Nous sommes des paons et nous prétendrons pourtant le contraire. Nous avons transposé nos parades amoureuses, nos désirs de vaincre, de convaincre (de tromper, mascara est un mot italien qui veut dire « masque »). Nous voulons survivre. Pour certains, cela signifie accorder une importance maniaque à la longueur de ses cils. Pour d’autres, ce sera d’écrire sur les premiers ou ce sera de trouver la pièce de vêtement qui les rendra uniques, le temps d’une pensée.

C’est vide, tout cela. Cela paraît inutile, tout comme ces gens qui, rivés sur leurs téléphones dits intelligents, se stérilisent l’âme et la pensée à déplacer des chiffres pour atteindre le nirvana du 2048 (est-ce bien le nombre?)

Nos petites bulles éclatent si facilement. Nous nous dépêchons à remettre le doigt dans la fissure de la digue, et nous nous étonnons de mourir déjà, trop occupés par les insignifiantes distractions de notre quotidienneté.
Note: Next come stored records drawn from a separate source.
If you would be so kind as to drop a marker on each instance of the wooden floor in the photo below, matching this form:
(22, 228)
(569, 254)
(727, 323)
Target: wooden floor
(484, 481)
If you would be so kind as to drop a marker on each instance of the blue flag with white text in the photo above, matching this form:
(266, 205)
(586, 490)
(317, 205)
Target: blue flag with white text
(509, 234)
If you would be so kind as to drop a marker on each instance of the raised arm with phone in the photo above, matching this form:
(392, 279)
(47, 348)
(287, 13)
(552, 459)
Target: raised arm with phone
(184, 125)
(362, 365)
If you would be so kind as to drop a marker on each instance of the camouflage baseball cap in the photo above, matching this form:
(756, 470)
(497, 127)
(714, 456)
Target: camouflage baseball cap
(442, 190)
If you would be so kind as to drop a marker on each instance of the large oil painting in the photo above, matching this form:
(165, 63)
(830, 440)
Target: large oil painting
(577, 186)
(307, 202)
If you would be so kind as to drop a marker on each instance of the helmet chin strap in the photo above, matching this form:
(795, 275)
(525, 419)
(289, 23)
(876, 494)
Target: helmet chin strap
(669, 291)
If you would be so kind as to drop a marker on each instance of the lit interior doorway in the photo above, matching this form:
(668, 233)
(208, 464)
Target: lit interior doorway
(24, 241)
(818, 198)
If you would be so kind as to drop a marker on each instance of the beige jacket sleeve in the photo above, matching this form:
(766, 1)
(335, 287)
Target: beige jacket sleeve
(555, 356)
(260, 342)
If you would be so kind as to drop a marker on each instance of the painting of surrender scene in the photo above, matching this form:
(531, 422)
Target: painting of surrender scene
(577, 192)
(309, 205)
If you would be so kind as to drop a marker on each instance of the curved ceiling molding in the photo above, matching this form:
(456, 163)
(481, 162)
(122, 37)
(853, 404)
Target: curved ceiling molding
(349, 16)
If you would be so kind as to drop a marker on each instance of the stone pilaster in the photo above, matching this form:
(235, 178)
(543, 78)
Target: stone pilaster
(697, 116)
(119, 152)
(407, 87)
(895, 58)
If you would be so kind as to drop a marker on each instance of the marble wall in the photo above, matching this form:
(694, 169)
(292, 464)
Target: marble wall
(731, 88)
Voilà ce qui me stresse chez cette dame. J’aurais aimé m’approcher d’elle, lui saisir le visage, observer ses yeux et lui dire que c’est correct comme ça, qu’elle peut relaxer. Évidemment, ça ne se fait pas… et elle ne m’aurait pas cru. Déjà que j’aurais violé son intimité qu’elle se serait dépêchée à sortir de nouveau ses bâtons pour effacer les marques que j’aurais pu faire sur la pellicule poudrée de sa peau.

Moi, de mon côté, mes distractions sont souvent d’ordre sexuel. Je vois un bel homme et veux m’approcher de lui, juste pour pouvoir mieux observer la veine dans son cou barbu. Séduire et mourir, sans doute. Mascariser son regard comme d’autres se faisaient embaumer sous les pyramides.

L’éternité est comme le diable; elle se faufile dans les détails.